The album opens with the band taking up a familiar position with the fat, stalking synth chords of “Let It Change U”. Over stuttering beats and a groove so fresh that you could brush your teeth with it, Offer assumes his role of sonic ringmaster, corralling the music to the heart of the dance floor. “Couldn’t Have Known” is a more soulful, disco cut full of shiny synths, playful loops, and 1980s slap bass all held together by a frustratingly catchy, cartoonish vocal sample that doesn’t take long to lodge itself deep into your subconscious.
“Off the Grid” is the first essential track on the album. If you’ve slept on !!! for a while, then this is the track to haul you back on your feet. As the band slowly base the funk fire with a crackling synth line, the whole thing soon ignites as a wildfire of warped electronics, snapping percussion and thumping bass consume everything before it. It’s a wonderfully edgy, unpredictable track that shares sonic similarities with Liars’ Mess album. Fitting then, that Liars main man Angus Andrew should add the “Asinine” hook to give it a little more demented charm.

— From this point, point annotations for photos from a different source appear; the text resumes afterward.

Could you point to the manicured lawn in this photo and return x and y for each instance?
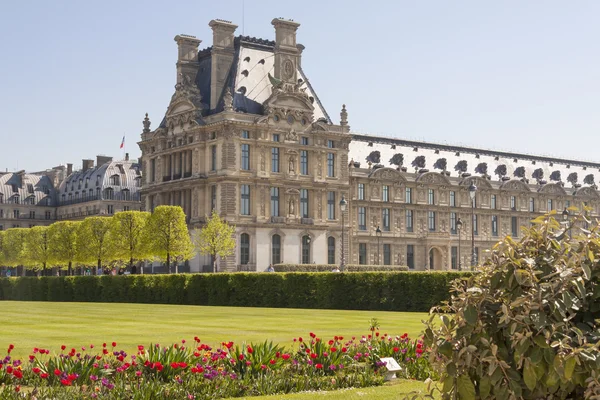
(398, 389)
(49, 325)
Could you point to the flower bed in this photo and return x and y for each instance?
(198, 371)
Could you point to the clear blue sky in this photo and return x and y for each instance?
(76, 76)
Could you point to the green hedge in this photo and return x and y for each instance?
(330, 267)
(386, 291)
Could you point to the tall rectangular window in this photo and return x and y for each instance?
(275, 202)
(431, 220)
(514, 226)
(213, 197)
(387, 254)
(410, 256)
(303, 162)
(453, 223)
(304, 203)
(330, 205)
(454, 257)
(275, 159)
(213, 158)
(361, 191)
(245, 157)
(362, 218)
(330, 164)
(362, 253)
(385, 193)
(385, 219)
(245, 200)
(531, 204)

Over an echoing, drum loop and a spiky, garage riff “Serbia Drums”, is the closest !!! have sounded to their old, dance-punk selves in years. However, scrape the surface and behind the raucous, house-party vibe is a track that lifts the curtain behind the hipster dream to find the rotting carcass of the liberal ideal. “If you would have told me how things are/ I would have thought that we had won.”
“My Fault” is a gleaming, electro-funk tune that plays to the band’s strengths with inventive electronic flourishes over a pounding beat. “Slow Motion”/”Slow Mo” filters New York house through Bristol trip-hop as rippling bass swims with darker beats and one of Offer’s most disconsolate set of lyrics to date as he sees progressive ideas torn to shreds before his eyes. “They say these things happen for a reason / We all know that’s bullshit / That’s just what people say to make you feel better.”

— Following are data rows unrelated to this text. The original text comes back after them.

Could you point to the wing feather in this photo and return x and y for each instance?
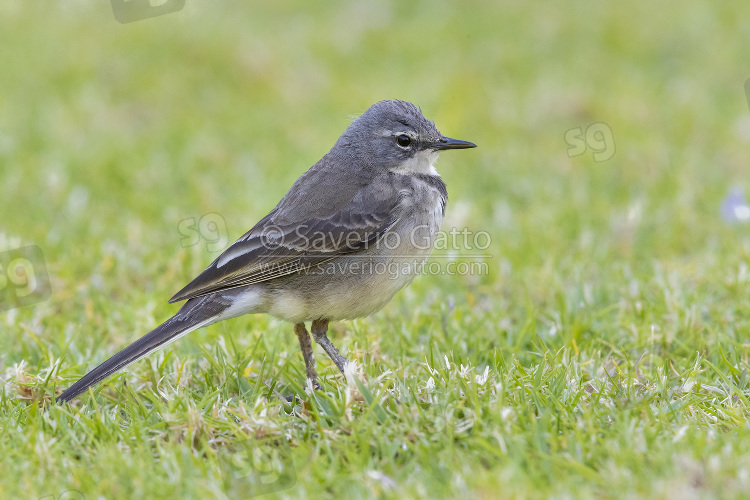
(273, 249)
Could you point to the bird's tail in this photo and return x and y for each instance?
(191, 317)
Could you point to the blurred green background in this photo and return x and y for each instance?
(112, 134)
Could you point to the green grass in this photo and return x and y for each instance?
(604, 353)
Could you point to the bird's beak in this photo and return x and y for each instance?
(448, 143)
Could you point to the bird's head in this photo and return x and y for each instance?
(394, 135)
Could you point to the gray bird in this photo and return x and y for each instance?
(350, 233)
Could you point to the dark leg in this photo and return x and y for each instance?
(319, 328)
(307, 353)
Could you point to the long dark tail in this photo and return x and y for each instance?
(194, 314)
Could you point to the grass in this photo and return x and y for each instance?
(603, 353)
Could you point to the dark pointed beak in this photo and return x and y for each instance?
(448, 143)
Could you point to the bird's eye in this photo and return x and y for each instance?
(403, 140)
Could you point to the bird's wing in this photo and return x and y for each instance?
(278, 246)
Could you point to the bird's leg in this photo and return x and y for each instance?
(307, 353)
(319, 328)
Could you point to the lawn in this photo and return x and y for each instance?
(595, 346)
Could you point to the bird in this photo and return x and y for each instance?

“$50 million” mines 1980s disco with stuttering funk guitar, smooth synths, and drum machines. Here, Offer makes corruption sound positively alluring as he boldly proclaims that he’d happily reconsider any ideological stance for a cool $50 million. It’s classic Offer. Tongue in cheek lyrics that tease a deeper meaning. Floating on a steady stream of gently flowing electronics, “Domino” is one of the most addictively understated things the band has done in a long time.
Despite the characteristically buoyant beats and kaleidoscopic synths, there is a darkness to much of Wallop, as if the music is constantly being chased by shadow. “Rhythm of Gravity” is a case in point. Taking the essential elements of 1990s big beat and early British rave, it entices the listener to the darker edges of the dance floor. That continues with “UR Paranoid”; a nightmarish house meets electroclash track with Offer slowly overtaken by a kind of mania as the rhythm slithers and coils around him.
Final tracks, “This Is the Door” and “This Is the Dub” find Offer blinking in the cool, milky light of early morning supported by Meah Pace’s always compelling soulful vocals. As she pulls in the threads of soul, funk, and disco, hers is the kind of voice that you can imagine continuing, untroubled, and resolute even as the world continues to burn around her.
Wallop is the sound of !!! marking out new territory for themselves. By darkening the edges of their sound the band look beyond the dance floor to the streets outside, all while maintaining their characteristic flair for a huge, groove-laden tune. The peaks are some of their most pointedly thrilling to date, and even the less immediate tracks gradually reveal subtle new shades. The result is one of the band’s most consistently interesting and cohesive albums to date.